Azul (AZUL53): S&P eleva rating após conclusão de Chapter 11
A S&P Global Ratings elevou na última quarta-feira (25) o rating de crédito da Azul (AZUL53) para ‘B-’, ante a nota anterior ‘D’, após a conclusão do processo de reestruturação financeira da companhia. A agência também atribuiu perspectiva estável ao novo rating.
Na escala global da S&P, a nota ‘D’ indica situação de inadimplência ou default.
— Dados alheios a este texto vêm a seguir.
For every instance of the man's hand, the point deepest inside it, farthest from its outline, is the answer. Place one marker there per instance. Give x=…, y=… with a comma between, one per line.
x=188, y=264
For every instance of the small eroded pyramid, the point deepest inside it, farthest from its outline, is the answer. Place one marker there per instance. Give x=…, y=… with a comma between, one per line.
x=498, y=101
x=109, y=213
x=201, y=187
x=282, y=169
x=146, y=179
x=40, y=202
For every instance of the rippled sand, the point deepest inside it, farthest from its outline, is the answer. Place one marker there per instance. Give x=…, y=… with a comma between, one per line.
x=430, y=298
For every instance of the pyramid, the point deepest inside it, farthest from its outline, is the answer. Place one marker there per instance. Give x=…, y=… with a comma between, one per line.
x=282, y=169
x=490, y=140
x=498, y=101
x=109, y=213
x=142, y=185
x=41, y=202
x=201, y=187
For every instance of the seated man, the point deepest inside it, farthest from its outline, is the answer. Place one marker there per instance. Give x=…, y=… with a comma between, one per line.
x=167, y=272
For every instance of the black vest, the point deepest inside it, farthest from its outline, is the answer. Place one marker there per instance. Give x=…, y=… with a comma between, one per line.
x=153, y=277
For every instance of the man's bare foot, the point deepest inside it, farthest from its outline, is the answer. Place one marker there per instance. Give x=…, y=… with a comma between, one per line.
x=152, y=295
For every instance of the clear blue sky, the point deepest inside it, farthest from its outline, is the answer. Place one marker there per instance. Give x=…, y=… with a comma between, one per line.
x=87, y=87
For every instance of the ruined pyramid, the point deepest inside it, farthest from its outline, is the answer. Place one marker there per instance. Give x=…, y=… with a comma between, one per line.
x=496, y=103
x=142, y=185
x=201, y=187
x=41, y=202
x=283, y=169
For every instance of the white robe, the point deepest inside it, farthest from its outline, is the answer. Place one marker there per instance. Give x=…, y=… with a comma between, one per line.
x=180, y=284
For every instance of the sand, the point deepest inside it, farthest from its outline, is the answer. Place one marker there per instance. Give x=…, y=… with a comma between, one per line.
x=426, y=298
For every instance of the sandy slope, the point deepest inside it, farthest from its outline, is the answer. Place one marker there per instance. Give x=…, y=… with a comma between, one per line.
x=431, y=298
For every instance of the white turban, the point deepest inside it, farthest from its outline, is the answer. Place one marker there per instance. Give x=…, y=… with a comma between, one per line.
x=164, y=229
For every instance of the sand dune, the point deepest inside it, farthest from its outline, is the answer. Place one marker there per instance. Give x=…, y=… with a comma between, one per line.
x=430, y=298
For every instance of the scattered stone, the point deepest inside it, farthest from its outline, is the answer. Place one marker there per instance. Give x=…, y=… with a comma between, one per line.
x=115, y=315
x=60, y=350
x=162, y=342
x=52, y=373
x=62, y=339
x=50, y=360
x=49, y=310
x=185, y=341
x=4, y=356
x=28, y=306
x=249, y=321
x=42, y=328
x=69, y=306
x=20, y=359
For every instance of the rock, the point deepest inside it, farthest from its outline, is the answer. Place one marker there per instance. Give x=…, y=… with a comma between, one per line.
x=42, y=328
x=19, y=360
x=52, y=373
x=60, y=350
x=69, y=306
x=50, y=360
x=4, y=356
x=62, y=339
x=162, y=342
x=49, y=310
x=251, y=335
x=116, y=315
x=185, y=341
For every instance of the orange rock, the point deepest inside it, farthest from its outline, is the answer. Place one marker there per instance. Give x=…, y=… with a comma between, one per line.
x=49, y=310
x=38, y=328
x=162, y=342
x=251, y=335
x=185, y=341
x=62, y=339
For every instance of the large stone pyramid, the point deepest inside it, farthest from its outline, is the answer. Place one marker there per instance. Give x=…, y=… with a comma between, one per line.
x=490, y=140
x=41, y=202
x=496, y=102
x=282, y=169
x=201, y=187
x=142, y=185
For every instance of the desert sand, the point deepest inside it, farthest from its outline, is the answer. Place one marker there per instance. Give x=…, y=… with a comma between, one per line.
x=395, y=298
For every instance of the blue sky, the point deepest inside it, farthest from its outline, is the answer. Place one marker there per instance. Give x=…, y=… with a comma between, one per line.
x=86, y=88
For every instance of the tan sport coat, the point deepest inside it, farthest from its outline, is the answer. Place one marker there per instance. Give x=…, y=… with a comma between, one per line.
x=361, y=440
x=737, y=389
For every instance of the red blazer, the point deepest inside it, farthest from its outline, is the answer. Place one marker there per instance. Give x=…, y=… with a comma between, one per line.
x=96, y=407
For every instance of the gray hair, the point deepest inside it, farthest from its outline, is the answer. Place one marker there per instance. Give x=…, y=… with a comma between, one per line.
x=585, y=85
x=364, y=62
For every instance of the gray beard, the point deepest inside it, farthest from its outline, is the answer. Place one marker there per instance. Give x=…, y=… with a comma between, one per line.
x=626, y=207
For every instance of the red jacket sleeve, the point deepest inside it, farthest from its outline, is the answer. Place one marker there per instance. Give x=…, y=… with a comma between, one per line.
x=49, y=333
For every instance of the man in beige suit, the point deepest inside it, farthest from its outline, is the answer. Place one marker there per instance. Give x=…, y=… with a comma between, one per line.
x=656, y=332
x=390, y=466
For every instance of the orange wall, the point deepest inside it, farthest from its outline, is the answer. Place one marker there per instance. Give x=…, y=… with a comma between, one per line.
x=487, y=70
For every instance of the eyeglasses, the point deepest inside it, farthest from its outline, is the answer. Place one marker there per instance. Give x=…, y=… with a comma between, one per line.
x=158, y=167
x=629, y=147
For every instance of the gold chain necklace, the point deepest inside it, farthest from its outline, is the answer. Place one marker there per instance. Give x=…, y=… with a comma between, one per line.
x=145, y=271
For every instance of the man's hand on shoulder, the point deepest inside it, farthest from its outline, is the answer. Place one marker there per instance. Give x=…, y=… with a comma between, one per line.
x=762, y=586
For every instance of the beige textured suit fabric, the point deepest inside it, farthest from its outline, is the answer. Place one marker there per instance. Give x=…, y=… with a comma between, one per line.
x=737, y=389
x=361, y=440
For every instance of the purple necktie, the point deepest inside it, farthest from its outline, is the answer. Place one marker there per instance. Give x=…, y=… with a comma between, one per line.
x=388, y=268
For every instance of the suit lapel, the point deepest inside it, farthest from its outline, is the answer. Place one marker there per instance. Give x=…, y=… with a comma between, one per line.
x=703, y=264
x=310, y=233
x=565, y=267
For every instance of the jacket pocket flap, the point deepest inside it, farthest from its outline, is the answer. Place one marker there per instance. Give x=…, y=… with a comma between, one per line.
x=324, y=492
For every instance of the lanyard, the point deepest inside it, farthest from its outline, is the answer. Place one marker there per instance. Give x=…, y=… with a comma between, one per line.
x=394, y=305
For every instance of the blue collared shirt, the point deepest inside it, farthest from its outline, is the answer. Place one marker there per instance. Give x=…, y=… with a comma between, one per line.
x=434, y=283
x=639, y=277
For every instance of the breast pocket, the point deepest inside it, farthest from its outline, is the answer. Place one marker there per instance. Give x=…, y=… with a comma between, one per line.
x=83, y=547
Já o ‘B-’ permanece dentro do grau especulativo, mas indica que a Azul voltou a ser considerada operacionalmente viável, ainda que com riscos relevantes diante de condições econômicas adversas.
Segundo a agência, a revisão reflete principalmente a redução da alavancagem e a melhora da estrutura de capital após a reestruturação.
Na semana passada, a Azul anunciou oficialmente sua saída do Chapter 11, nos Estados Unidos, após concluir o processo de recuperação judicial iniciado com base na legislação norte-americana.
Entenda por que a S&P revisou o rating da Azul (AZUL53)
A elevação do rating da Azul acontece justamente por conta dos movimentos realizados pela companhia para a saída do processo de recuperação judicial nos Estados Unidos.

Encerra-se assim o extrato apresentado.